We live in the area of Campi Flegrei (in English, called the Phlegraean Fields). It's home to thousand years old ruins, volcanic craters, a place where myths were born and the Sybils offered up their oracles. Amazing wines grow on it's hills, and those hills abound with Greek and Roman ruins, the oldest of which pre-dates Christ by about five more centuries. We don't really live in a village. I call it a roundabout (a traffic circle) because really, we're located in between two smart looking, seaside villages. Our little roundabout hosts a gelateria, a newspaper stand, a salumeria (fancy 7-11), macelleria (butcher), tabacchi (guess what that is), and several restaurants. Oh, and my favorite, a "beauty farm." The roundabout and these lovely places are on a small lake which was once a hotspot among the wealthy Romans. Many of their villas are either long gone or under the sea...which leads to some disturbing information. We live on the slopes of a place called Monte Nuovo (new mountain), so called because the entire mountain appeared in one week in 1538! This is not a joke. A volcano erupted, and in the ensuing aftermath, this mountain was formed. Nathan finds it "cool" that witnesses actually watched a mountain form 500 years ago; I find it terrifying. Also nearby is what I hope will become a favorite: Terme Stufe di Nerone. Thermal baths. In the 1960s, two brothers re-discovered thermal baths and grottos located among some Roman ruins on land they inherited from their mother. They created a modern complex to "take the waters," have massages, etc. I look forward to trying it out!

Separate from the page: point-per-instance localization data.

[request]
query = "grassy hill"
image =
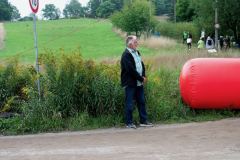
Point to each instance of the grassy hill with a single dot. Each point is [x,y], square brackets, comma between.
[94,38]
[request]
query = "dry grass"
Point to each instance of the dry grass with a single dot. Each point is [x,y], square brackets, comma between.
[172,61]
[176,61]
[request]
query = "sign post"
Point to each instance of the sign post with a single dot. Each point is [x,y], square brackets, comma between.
[34,4]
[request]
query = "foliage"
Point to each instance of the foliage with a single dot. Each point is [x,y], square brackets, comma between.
[228,18]
[15,13]
[164,7]
[73,10]
[175,30]
[51,12]
[135,17]
[13,79]
[5,10]
[105,9]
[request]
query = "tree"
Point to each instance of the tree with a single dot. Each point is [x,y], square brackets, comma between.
[51,12]
[229,20]
[135,17]
[105,9]
[15,13]
[5,10]
[73,10]
[93,6]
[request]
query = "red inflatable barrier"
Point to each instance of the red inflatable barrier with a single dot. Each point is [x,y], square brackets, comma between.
[211,83]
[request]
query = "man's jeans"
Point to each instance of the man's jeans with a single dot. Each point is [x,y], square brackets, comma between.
[135,93]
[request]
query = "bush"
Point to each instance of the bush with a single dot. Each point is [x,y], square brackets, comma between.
[13,79]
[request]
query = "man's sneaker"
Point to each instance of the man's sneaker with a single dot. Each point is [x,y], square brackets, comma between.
[146,124]
[131,126]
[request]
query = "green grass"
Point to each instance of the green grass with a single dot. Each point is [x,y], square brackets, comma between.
[94,38]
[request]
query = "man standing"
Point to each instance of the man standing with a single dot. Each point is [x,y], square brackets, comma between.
[132,79]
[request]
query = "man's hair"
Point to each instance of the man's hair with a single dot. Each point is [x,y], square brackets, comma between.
[130,39]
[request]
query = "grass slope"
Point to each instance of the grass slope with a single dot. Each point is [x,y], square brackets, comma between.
[94,38]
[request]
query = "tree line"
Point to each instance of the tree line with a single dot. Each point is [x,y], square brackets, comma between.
[199,12]
[94,9]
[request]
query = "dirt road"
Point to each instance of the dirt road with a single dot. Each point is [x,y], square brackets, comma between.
[219,140]
[2,34]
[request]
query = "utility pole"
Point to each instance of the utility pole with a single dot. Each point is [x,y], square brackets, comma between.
[216,24]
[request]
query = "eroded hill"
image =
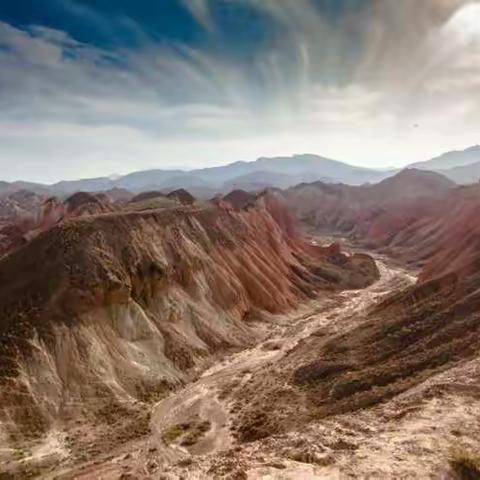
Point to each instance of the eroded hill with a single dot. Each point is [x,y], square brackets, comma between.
[103,314]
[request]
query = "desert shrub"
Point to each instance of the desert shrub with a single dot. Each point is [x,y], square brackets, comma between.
[465,464]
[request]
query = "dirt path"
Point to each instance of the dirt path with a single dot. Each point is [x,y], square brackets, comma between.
[201,402]
[181,416]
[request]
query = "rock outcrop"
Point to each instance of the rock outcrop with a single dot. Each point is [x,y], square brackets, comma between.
[101,312]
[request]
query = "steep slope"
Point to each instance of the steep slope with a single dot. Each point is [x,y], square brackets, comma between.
[102,314]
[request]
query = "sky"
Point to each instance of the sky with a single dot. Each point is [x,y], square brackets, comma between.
[92,88]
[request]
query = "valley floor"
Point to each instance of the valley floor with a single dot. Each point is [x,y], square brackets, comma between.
[409,436]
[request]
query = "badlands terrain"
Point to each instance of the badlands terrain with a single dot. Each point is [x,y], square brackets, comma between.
[321,331]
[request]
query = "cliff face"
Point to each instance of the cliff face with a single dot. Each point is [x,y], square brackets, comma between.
[104,311]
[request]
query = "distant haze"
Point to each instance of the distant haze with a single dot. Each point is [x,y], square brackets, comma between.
[91,89]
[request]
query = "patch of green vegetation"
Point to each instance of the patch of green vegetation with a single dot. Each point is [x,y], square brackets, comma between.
[171,433]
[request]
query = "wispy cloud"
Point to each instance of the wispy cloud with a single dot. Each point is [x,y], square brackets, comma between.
[349,85]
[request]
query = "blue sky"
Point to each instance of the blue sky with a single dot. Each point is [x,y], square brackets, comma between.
[98,87]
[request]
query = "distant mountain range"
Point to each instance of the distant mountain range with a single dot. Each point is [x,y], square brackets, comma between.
[462,167]
[283,172]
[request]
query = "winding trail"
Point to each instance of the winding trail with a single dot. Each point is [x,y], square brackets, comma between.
[202,400]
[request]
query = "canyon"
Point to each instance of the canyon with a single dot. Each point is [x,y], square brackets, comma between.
[321,331]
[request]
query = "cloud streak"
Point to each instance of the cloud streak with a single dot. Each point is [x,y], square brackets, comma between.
[350,84]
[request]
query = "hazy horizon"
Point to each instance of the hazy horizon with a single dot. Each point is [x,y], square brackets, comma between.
[92,90]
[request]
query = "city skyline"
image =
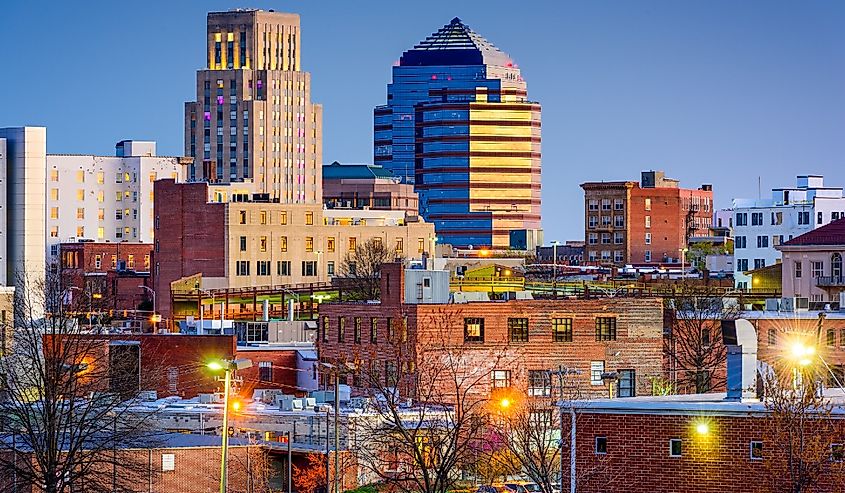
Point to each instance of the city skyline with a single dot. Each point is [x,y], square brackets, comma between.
[688,90]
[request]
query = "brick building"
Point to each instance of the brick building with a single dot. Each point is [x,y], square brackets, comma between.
[699,442]
[107,275]
[234,238]
[649,222]
[171,462]
[533,336]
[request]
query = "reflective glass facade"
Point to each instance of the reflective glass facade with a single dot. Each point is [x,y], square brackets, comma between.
[457,124]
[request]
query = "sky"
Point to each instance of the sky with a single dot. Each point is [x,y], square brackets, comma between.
[730,93]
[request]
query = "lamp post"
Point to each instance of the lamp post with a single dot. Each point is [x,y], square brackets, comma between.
[554,266]
[155,312]
[228,366]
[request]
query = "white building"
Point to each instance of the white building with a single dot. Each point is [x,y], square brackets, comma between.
[105,198]
[761,225]
[22,212]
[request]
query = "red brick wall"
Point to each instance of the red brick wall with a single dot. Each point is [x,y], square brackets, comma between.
[638,345]
[637,459]
[189,236]
[284,371]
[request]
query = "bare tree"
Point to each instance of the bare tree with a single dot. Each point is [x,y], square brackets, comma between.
[429,401]
[806,438]
[693,347]
[65,398]
[361,268]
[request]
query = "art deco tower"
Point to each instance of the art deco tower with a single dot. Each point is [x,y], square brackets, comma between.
[253,118]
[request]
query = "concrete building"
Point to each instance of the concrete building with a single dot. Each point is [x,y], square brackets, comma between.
[105,198]
[233,238]
[253,118]
[24,203]
[649,222]
[760,225]
[516,341]
[459,125]
[366,186]
[813,265]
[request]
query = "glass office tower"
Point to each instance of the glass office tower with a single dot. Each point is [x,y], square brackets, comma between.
[459,126]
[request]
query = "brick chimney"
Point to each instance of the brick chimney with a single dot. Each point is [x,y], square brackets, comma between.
[393,283]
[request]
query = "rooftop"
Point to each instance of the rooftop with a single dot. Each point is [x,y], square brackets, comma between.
[455,44]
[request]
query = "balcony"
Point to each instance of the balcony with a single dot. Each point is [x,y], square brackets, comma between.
[830,281]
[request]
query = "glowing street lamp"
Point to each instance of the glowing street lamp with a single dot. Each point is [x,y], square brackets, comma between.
[228,366]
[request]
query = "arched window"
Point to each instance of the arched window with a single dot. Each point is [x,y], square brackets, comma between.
[836,265]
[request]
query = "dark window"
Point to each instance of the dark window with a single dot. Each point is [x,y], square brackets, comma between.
[562,329]
[601,445]
[539,383]
[756,450]
[675,447]
[474,329]
[627,383]
[518,329]
[606,328]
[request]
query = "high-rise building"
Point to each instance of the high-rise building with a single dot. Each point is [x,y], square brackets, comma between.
[649,222]
[761,225]
[458,124]
[23,234]
[105,198]
[253,118]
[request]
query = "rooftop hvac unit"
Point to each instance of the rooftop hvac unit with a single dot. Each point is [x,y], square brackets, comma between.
[795,304]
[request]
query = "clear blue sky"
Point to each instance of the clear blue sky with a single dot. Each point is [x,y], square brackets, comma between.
[710,91]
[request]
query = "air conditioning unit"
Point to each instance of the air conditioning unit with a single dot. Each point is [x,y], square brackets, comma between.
[796,304]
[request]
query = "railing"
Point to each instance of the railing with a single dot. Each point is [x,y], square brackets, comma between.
[830,281]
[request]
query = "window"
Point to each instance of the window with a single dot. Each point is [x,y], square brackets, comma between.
[474,329]
[539,383]
[373,330]
[818,268]
[518,329]
[265,371]
[562,329]
[803,218]
[601,445]
[674,447]
[356,330]
[627,386]
[596,369]
[756,450]
[606,328]
[501,379]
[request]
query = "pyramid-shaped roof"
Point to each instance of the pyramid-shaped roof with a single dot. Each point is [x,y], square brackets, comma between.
[455,44]
[832,233]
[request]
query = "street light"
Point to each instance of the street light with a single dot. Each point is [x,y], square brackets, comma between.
[228,366]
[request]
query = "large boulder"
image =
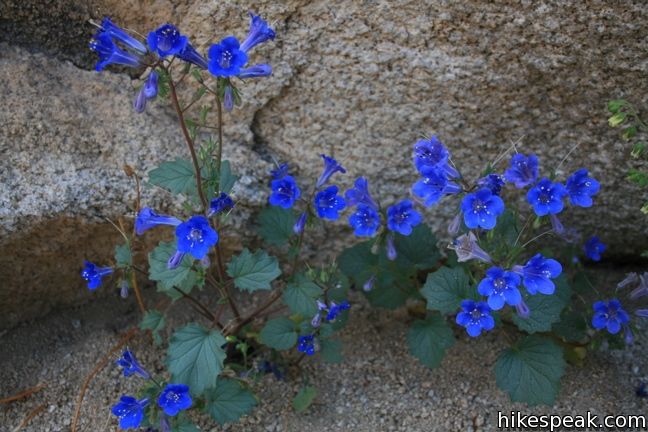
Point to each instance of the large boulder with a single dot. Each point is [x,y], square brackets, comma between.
[360,80]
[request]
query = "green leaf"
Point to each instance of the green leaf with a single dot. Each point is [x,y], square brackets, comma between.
[276,225]
[544,309]
[123,257]
[182,277]
[530,371]
[176,176]
[331,350]
[153,320]
[429,339]
[195,357]
[279,333]
[446,288]
[301,296]
[229,400]
[304,398]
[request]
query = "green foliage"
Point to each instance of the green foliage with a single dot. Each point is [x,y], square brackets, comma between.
[229,400]
[530,371]
[279,333]
[253,271]
[429,339]
[195,357]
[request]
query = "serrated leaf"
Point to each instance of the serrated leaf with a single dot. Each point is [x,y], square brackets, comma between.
[195,357]
[304,398]
[276,225]
[429,339]
[182,277]
[279,333]
[530,371]
[229,400]
[446,288]
[252,272]
[301,296]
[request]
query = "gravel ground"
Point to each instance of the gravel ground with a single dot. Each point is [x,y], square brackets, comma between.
[379,387]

The Archeological Park of Baia is a lovely area with lots of ruins to explore. In places, columns and pedastals are just sort of toppled over. One of my favorite things was the most unassuming - as I walked down a dirt path and found about five rows of mosaic tiles poking up from the dirt, the remains of an old floor taking its last gasp before time covers it completely. One of the men working at the site was generous enough to share tidbits of info with me, which increased my enjoyment of the site immensely. Especially because we conversed in Italian. His sentences were long and fluid, while mine were punctuated with lots of pauses and the vocabulary of a two year old, but still, it's progress. He showed me a little area I would have completely missed, which is an itty, bitty room that used to be a sauna. A culvert in the floor allowed the steaming water to pass through, and the ceiling still had the carvings of the Romans decorating it.

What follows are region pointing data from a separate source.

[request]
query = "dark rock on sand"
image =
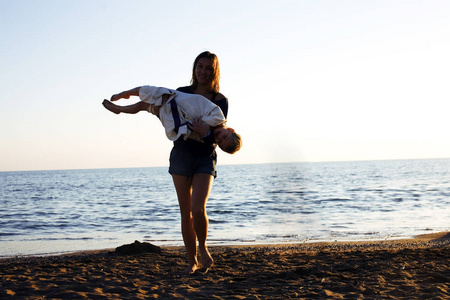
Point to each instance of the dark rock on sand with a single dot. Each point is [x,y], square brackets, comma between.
[138,248]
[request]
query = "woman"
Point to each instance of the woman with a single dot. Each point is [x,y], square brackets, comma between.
[193,165]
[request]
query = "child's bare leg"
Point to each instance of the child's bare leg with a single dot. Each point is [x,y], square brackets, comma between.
[128,109]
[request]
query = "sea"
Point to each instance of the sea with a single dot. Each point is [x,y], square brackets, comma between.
[54,212]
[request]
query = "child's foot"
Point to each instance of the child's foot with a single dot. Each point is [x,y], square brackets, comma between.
[111,106]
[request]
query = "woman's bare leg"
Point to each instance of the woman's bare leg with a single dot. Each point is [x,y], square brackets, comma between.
[183,186]
[201,187]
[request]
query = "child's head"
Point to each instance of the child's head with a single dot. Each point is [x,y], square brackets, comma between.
[228,140]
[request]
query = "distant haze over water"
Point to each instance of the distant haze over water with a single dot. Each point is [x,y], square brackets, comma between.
[43,212]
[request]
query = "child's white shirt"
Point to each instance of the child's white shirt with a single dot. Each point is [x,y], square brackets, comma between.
[189,106]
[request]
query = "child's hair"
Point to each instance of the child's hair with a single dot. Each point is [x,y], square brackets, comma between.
[237,144]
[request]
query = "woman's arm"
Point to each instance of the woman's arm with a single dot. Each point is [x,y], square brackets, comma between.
[126,94]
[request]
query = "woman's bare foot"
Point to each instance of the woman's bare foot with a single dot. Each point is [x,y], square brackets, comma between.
[111,106]
[207,260]
[190,269]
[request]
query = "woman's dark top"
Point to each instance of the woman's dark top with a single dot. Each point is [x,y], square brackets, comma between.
[193,146]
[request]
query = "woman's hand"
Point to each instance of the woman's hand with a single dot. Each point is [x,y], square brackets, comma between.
[126,94]
[200,127]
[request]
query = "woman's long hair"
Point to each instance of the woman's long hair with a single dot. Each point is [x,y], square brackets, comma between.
[214,83]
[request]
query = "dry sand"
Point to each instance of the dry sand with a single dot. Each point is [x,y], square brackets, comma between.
[402,269]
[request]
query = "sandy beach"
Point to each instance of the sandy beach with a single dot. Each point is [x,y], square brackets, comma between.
[400,269]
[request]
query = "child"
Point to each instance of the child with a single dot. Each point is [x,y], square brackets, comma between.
[190,115]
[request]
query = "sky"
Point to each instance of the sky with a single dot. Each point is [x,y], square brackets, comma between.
[306,80]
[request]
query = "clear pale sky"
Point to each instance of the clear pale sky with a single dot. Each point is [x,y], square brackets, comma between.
[306,80]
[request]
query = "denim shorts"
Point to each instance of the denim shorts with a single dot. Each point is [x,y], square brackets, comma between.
[187,164]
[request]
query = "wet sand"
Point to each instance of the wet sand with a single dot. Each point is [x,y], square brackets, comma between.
[401,269]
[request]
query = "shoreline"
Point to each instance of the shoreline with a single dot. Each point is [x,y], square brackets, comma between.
[429,236]
[404,268]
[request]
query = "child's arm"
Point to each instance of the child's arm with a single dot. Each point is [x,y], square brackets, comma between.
[126,94]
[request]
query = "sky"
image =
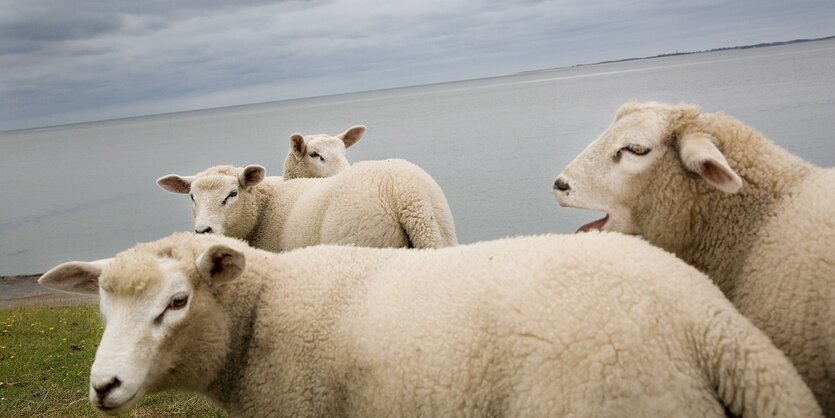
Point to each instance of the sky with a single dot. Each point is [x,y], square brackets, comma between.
[69,61]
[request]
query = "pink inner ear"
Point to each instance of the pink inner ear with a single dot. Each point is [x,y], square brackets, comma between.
[298,144]
[176,184]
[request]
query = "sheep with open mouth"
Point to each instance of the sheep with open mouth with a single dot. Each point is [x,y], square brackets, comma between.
[757,219]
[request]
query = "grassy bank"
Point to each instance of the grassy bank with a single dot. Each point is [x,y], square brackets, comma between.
[45,358]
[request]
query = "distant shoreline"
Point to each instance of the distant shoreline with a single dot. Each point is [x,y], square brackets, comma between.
[141,116]
[18,291]
[677,53]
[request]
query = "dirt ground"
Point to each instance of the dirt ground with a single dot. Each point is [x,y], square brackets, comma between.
[17,291]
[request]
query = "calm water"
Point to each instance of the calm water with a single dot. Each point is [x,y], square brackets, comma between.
[495,146]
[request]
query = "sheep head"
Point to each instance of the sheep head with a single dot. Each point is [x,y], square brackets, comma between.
[163,327]
[650,161]
[320,155]
[224,200]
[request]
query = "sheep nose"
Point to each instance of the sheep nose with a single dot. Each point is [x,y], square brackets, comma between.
[103,390]
[561,185]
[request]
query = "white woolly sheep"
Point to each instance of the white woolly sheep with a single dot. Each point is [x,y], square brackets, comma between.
[757,219]
[319,155]
[593,325]
[391,203]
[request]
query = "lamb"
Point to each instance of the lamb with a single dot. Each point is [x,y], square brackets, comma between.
[591,325]
[757,219]
[391,203]
[319,155]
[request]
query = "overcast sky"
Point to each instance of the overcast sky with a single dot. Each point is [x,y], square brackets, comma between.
[81,60]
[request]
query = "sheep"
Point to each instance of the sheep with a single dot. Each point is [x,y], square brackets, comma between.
[757,219]
[319,155]
[590,325]
[391,203]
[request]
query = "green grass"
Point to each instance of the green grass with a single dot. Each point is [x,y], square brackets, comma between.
[45,358]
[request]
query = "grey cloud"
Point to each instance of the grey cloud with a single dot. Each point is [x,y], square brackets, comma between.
[116,54]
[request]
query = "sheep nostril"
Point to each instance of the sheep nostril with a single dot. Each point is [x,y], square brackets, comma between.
[103,390]
[561,185]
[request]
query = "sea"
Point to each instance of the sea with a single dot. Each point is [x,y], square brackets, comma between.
[495,145]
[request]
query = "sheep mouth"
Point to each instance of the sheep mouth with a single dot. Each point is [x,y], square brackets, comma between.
[595,225]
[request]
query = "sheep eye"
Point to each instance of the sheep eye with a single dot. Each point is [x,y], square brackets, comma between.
[231,194]
[636,149]
[179,301]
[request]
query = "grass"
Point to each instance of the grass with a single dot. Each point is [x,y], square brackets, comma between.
[45,358]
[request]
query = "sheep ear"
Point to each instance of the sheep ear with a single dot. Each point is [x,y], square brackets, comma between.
[699,154]
[297,145]
[75,276]
[176,184]
[627,108]
[251,175]
[220,264]
[352,135]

There is also a huge, domed structure, called a temple, but what I've learned is that a few hundred years back, when lots of these sorts of things were "found," folks labeled anything they weren't sure about a temple. Nowadays, there are a few more ideas about the varying purposes of structures, but the temple names have stuck. So the Temple of Mercury is built just as the Pantheon in Rome was built (Thomas Jefferson based his design of UVA's Rotunda on the Pantheon), only this one in Baia was built 100 years earlier. It is eerie to visit because you enter through a short, stone tunnel, and step out onto a metal walkway. After you've stepped out, you realize there is water about 2 inches below this metal walkway - I'm a child of the 70s/80s, so I just can't help but say this - it was a "Goonies" moment. As with so many fascinating ruins here, they are edged with modern (sort of) buildings edging them. What sorts of treasures and history lie beneath these apartment buildings and houses?